All’angolo delle transenne, tra la zona nera e quella rossa, la casa di Lo Monaco
All’angolo delle transenne, tra la zona nera e quella rossa, la casa di Lo Monaco

“Non abbiamo possibilità di rientrare. Viviamo in condizioni disastrose. Attualmente sono appoggiato da parenti, ma psicologicamente non ce la faccio più. Siamo in sei, viviamo come accampati da oltre un mese, la situazione è critica”; racconta Lo Monaco. “Il contributo che ci danno è di 400 euro, ma non riusciamo neanche ad affittarci una casa con 400 euro.
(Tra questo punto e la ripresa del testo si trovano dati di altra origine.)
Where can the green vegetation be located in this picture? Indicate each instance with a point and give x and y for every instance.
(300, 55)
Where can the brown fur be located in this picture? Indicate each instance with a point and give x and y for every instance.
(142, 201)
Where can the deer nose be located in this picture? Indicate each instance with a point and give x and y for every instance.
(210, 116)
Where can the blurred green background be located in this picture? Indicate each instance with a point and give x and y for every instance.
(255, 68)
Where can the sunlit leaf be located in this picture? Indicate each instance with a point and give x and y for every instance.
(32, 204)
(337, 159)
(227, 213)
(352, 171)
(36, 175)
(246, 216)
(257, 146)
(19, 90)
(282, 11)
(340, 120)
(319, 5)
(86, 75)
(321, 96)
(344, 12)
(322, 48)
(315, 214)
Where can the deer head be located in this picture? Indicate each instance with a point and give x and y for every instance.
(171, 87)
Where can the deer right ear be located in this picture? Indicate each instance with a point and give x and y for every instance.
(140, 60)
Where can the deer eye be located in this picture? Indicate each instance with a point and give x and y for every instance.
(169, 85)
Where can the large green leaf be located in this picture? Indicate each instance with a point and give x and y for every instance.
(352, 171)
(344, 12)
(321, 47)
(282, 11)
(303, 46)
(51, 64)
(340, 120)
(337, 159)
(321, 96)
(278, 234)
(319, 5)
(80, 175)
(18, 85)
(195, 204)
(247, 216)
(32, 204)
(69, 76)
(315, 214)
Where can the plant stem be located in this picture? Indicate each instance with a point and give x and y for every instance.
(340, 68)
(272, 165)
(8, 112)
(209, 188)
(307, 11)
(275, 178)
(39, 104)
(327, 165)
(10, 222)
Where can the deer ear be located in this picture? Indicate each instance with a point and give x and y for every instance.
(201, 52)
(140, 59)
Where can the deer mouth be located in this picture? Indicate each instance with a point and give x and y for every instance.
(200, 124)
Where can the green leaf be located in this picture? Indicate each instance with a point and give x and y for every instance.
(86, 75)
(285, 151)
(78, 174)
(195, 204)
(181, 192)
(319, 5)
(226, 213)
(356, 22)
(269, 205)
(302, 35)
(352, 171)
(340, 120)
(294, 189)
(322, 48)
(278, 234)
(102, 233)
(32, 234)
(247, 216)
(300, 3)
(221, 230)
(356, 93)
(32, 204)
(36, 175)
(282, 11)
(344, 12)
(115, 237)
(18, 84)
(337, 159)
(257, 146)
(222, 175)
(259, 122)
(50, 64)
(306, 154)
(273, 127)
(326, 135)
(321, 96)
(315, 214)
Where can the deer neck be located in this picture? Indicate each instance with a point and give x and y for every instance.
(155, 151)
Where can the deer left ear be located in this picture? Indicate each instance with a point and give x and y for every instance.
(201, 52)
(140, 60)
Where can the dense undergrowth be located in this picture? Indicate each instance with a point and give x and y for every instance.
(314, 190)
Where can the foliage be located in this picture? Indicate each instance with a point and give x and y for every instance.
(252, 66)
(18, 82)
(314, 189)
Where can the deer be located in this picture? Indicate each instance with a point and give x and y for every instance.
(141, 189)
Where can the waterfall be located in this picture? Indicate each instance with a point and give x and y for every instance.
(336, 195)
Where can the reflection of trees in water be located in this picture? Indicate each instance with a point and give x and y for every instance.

Ci sono case che oggi costano fino a 600 o 700 euro al mese, le stesse case che prima costavano 250 euro o massimo 350. Hanno speculato sulla nostra disperazione", conclude l'uomo.

In questa Niscemi ancora in bilico, è fievole la felicità di chi invece è finalmente potuto tornare nella propria casa. Roberto Gagliano ha riaperto la porta del suo appartamento una settimana fa. La casa, che aveva abbandonata il giorno dopo il disastro, si trova di fronte al belvedere al di là dei 100 metri dalla linea di frana: “Finalmente siamo potuti tornare a casa. All'inizio eravamo senza acqua e senza gas, ma a casa mia adesso è stato ripristinato tutto. Ma finché non verranno fatti gli interventi di messa in sicurezza continueremo a vivere sospesi”.